Lord Carey said these decisions showed a “worrying lack of awareness of Christian religious and cultural manifestations.”
He continued: “This type of ‘reasoning’ is dangerous to the social order and represents clear animus to Christian beliefs. The fact that senior clerics of the Church of England and other faiths feel compelled to intervene directly in judicial decisions and cases is illuminative of a future civil unrest.
“The effect of these decisions is to undermine the religious liberties that have existed in the United Kingdom for centuries. If there is to be a limitation of Christian liberties in Britain, this should be a matter for Parliament.”
Religious rights barrister, Paul Diamond, representing Mr McFarlane, said the case was a “seminal” one “not just for the law but for the direction of the United Kingdon, and whether we are going to be a secular state or neutral state holding the ring between competing values.”

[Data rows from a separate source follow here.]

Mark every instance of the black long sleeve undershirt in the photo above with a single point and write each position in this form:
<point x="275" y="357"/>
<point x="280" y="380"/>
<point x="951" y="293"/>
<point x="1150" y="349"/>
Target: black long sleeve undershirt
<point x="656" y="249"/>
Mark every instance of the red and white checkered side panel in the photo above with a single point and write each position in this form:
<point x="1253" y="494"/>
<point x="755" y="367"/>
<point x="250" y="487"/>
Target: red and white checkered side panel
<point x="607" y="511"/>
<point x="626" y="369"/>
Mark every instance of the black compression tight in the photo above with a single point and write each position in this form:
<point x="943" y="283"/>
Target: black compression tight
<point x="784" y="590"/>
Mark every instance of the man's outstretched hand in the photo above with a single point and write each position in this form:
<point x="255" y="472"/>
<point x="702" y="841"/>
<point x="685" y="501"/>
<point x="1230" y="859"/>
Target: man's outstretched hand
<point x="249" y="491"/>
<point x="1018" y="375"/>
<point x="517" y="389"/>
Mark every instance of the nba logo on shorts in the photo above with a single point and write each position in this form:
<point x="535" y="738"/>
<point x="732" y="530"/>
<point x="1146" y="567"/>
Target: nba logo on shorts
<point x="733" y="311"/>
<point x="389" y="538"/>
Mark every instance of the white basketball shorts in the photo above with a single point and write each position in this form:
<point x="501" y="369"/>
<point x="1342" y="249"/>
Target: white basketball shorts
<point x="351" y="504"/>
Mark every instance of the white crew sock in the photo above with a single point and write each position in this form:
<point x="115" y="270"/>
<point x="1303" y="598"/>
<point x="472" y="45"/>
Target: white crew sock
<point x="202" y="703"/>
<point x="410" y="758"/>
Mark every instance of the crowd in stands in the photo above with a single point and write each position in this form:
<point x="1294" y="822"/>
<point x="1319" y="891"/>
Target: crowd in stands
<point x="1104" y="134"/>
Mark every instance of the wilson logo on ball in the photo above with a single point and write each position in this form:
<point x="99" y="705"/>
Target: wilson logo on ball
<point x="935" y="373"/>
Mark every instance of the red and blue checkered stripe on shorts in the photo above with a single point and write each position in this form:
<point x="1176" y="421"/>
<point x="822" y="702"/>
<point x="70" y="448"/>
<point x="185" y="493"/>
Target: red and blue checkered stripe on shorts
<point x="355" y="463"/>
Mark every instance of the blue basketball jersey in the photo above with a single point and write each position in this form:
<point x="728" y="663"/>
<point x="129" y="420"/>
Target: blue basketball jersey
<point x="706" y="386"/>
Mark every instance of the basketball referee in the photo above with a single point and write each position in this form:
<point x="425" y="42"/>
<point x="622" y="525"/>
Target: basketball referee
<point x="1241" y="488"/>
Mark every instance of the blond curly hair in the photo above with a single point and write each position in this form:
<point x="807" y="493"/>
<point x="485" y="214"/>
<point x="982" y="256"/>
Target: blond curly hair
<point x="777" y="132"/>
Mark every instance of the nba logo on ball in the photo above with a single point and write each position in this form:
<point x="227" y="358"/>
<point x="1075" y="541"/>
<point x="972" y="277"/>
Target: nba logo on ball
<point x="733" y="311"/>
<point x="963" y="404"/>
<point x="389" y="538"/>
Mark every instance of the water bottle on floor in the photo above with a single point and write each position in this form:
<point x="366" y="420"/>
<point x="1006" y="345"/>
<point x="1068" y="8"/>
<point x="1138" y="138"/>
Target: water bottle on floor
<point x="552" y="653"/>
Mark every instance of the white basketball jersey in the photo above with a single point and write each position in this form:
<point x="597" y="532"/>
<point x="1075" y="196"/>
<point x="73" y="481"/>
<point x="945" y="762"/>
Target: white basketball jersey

Recently another Christian, nurse Shirley Chaplin, lost her battle for the right wear a cross to work as she had done every day for the previous 38 years.
Following her case she said: “I have just lost my case in the Employment Tribunal. It was held that I had not been discriminated against, even though I was not allowed to wear my cross whilst other colleagues were allowed to wear their religious symbols. I hope that the judges make it clear that Christians are to be protected from discrimination, just like anybody else.”